In my files I came across a piece of writing from January 2010 that I don’t seem to have ever posted. I’m going to paste it farther below, because it just shows how slowly things change in our country.
Actually, we’re still trying to sort out some of the issues bequeathed to us by our esteemed Founders: large states vs. small states, executive vs. legislative vs. judicial branches, liberty vs. equality, security vs. freedom from unreasonable searches, the aftermath of slavery, economic injustice, access to education, who controls the military, and much more.
I did post, on 3/27/10, a different set of ideas in “My advice to Obama, 11/30/08,” which you can read here.
Do we still remember those days in early 2010 when the current administration was just a year old, it still wasn’t clear whether or when the country would recover from the great crash of 2008, the Tea Party was just taking shape, the Affordable Care Act was not yet signed into law (3/23/10), the disastrous (for Democrats and in some ways mainstream Republicans and the country) 2010 election had not yet occurred, and the Supreme Court’s Citizens United ruling (1/10) was just about to lead to the huge influx of political money into Super PACs and “social welfare” organizations?
Despite all that, I still think things move slowly around here.
The piece I just found, dated 1/29/10, shows that structurally nothing much has changed. Even Obamacare, if it stays with us, does not change the basic system of people purchasing insurance health care from private profit-making organizations (except for special groups like veterans and seniors). And that “hands-off dance the administration and Congress have been doing for the last year” has now stretched on to almost 6 years, with no end in sight.

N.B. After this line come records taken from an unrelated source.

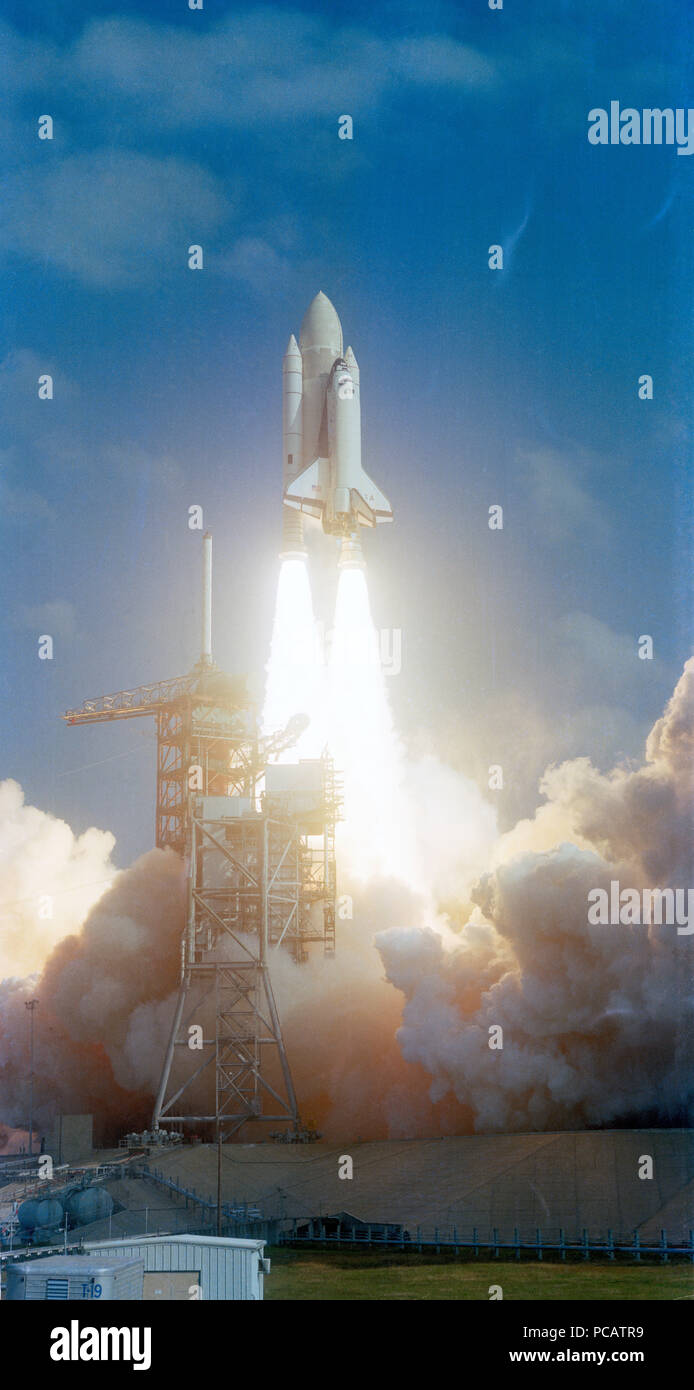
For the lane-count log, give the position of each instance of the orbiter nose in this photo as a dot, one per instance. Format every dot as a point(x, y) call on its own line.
point(321, 327)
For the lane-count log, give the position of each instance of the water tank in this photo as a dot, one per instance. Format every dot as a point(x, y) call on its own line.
point(27, 1214)
point(88, 1204)
point(43, 1212)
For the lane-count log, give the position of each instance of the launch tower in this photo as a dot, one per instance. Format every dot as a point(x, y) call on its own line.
point(256, 840)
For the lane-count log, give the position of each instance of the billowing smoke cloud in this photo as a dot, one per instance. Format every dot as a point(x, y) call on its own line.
point(105, 990)
point(598, 1020)
point(49, 880)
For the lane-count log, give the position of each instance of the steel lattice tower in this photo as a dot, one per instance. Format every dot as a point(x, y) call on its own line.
point(256, 841)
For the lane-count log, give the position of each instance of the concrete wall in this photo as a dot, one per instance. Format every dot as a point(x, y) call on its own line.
point(71, 1139)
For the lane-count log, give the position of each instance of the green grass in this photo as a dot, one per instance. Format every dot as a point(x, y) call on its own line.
point(369, 1275)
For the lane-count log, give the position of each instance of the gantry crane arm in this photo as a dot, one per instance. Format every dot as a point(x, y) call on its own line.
point(143, 699)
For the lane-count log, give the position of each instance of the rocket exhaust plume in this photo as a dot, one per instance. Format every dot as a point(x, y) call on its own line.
point(477, 933)
point(597, 1020)
point(294, 673)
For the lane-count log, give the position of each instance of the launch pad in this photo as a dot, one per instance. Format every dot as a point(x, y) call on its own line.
point(256, 838)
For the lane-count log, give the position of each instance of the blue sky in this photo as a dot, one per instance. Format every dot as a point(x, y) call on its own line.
point(175, 127)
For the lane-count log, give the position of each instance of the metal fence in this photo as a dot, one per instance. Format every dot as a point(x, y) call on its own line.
point(494, 1244)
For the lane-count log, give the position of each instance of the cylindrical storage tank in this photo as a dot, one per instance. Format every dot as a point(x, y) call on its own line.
point(49, 1212)
point(89, 1204)
point(27, 1214)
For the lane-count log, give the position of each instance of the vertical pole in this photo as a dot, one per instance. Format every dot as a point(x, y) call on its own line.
point(31, 1005)
point(206, 648)
point(219, 1176)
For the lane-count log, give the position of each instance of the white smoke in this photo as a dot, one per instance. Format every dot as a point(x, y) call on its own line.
point(103, 970)
point(49, 880)
point(598, 1020)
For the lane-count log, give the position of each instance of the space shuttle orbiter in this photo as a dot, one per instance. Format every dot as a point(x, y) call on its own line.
point(323, 471)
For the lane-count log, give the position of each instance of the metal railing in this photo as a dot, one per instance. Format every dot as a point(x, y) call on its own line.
point(387, 1236)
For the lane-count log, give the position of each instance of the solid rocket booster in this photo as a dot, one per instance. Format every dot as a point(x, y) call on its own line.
point(323, 471)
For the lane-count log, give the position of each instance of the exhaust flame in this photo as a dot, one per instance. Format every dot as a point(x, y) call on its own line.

So here are my thoughts, just as written 4+ years ago [plus a few comments added in brackets]:
After the November 2008 election, president-elect Obama asked for advice from the public, and I planned to set out mine in some detail. I know he was quite busy, but someone somewhere might have had time to read it. What I did get around to sending was a brief note that 25% of Americans would always oppose and detest him and that he should proceed to try to listen to and please the other 75%. It doesn’t seem that that advice, which certainly must have come from many quarters, registered on him till this month [meaning January 2010].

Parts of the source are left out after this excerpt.